To ask Her Majesty's Government what is their definition of fuel poverty; how many households experience it; how many of the households belong to pensioners; how many of those pensioners are over and under the age of 80; and what is their estimate of the number of deaths in winter over the past three years caused by fuel poverty.
A household is said to be in fuel poverty it if needs to spend more than 10 per cent of its income on fuel to maintain an adequate level of warmth (defined as 21 degrees for the main living room and 18 degrees for other occupied rooms). The fuel costs in the definition of fuel poverty also include spending on water heating, lights and appliance usage and cooking costs.
In 2008, the latest year for which this information is available, there were 4.5 million fuel poor households in the UK. In England, in the same year, there were 3.3 million households in fuel poverty. Of the fuel poor households in England, 1.7 million contained someone aged 60 or over and 0.5 million contained someone over the age of 80.

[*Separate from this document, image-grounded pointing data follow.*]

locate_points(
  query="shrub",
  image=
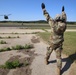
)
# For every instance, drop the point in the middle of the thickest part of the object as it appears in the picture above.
(5, 49)
(17, 47)
(28, 46)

Data from the Office for National Statistics show that there were 79,870 excess winter deaths in England between 2006-07 and 2008-09, with over 90 per cent of these being people aged 65 and over. However, there are no data available on the number of excess winter deaths attributable to fuel poverty. Excess winter death figures should also be considered against other factors such as the severity of the winter and flu epidemics.